Fellowship, like God, is, was, and will be.
Before our universe, there was fellowship. Before time as we measure it began,
there was fellowship. God’s proclaimed goal is that when time ends, what will
remain is a perfect community.
It begins with the incomprehensible nature of
our Creator. No human mind can imagine what a three-person personality really
is, but that’s what God presents to us as both fact and faith. Something like
we would imagine a parent, something like we would imagine a child, and
something like we would imagine. . . wind? Light? Water? Oil? Frankly, Spirit
is something we can’t really imagine! And the whole truth is, God is nothing like we could
ever imagine.
So He (They?) set out to create beings “like us”
(Gen.
1:26) and then to spend the rest of eternity showing us, if one may coin an
odd word, Themself.
God began by creating a community we like to
call the biosphere. It’s a growing, self-contained, self-renewing,
interdependent ecosystem of living beings. Then He made people, and according
to verse
27, apparently one way to illustrate the unity within the Godhead was by
creating two genders who were “fit for each other.” Hebrew ‘ezer, which comes from the root
‘azar, meaning to “surround, protect, or aid.” (Strong’s Concordance) It is of great interest
that this word is the Hebrew equivalent of paraclete, the word used in the New
Testament for the Holy Spirit.
So human fellowship began. Almost immediately,
the best and the worst features of community were made manifest. These two
people, God declared, were “one flesh,” (2:24)

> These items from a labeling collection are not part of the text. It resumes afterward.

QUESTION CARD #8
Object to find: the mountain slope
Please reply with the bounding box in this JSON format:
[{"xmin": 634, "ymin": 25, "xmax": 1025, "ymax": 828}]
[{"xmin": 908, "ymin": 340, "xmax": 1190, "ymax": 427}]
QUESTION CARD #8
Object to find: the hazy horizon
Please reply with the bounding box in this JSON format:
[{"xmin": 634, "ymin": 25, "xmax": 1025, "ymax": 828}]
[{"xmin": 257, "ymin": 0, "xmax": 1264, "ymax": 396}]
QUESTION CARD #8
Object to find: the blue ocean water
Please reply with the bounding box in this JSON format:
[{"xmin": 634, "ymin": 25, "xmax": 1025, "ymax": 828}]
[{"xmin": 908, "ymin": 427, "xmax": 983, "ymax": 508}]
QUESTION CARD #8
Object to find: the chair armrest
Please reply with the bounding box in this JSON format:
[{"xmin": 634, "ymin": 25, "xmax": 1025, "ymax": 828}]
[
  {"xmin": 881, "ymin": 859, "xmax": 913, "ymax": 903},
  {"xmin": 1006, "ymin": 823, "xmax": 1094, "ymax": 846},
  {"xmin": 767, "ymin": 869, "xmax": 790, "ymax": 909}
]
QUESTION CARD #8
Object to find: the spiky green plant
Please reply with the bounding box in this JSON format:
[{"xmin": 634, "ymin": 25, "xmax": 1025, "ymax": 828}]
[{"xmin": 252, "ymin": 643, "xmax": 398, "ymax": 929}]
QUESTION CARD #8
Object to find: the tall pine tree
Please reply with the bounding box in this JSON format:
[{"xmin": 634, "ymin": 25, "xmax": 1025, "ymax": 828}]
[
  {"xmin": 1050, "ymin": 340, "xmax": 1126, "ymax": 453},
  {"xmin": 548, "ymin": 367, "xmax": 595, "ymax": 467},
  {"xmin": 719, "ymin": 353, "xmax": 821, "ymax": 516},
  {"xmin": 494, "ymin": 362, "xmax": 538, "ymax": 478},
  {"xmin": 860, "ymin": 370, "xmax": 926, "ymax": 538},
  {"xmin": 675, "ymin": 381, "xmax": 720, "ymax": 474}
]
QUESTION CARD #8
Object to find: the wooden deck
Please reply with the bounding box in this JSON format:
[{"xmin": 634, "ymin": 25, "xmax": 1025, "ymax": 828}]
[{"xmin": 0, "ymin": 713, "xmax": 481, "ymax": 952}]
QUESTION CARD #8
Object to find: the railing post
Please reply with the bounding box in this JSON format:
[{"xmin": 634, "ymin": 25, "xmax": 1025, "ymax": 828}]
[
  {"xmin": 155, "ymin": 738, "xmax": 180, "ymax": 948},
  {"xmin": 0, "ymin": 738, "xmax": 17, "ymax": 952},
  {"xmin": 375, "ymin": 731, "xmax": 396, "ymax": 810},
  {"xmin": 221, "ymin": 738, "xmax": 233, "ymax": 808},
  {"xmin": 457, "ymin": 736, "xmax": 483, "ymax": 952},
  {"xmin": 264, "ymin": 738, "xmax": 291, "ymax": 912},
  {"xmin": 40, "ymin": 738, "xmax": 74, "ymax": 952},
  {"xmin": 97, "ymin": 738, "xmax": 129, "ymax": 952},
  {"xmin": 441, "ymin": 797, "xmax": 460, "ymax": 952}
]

to cling together above all others, to “surround, protect, and aid” one
another. It is no longer possible for us to conceive what that perfect unity
was like. We can speculate that the nakedness and lack of shame described in verse
25 included complete transparency and understanding as they grew to know
each other. We do know it included perfect unity with their Maker, Who came to
walk and talk with them in the evenings. (3:8)
We also don’t know how long it lasted, but it
doesn’t seem to have been long. One day, a thief in the form of a serpent
entered their paradise. Satan had chosen to give up the community where he had
been known and loved and try a different kind. He wasn’t finding it as
enjoyable as he had hoped, it seems, and in his rage and jealousy, he wanted to
break up the happiness he saw. Divide and conquer was his first thought. And it
worked. Away from the other helper’s strengthening presence, one person was
easy to beat.
When God came calling, the broken style of human
fellowship was already in force. “She did it!” “It was his fault!” “Well, You’re the one who made her, God!”
From that day, humanity was no longer able to have direct contact with God. And
it wasn’t long at all until animals and humans began killing each other. Yet
there was and is a deep, unquenchable, overriding ache for union, for fellowship,
for the longed-for Other in every person born. We seem to have both the famous “God-shaped
void” of Augustine and a hole in our hearts for another person who will love us
as we are.
A desperate need to belong to a group of people
who accept us and help to form us and learn from us. A wish that a group could
be somehow better for our presence, lessened by our loss.
We try so hard to figure out how to fill those
holes. We run from one sexual relationship to another. We create gangs. We live
in communes. We go to churches, synagogues, mosques and the corner tavern. Or
we hide from each other and try to plug the holes by ourselves through drugs or
overwork or simply filling our mind with empty daydreams. Is this what God made
us for? Didn’t He have a better plan than this?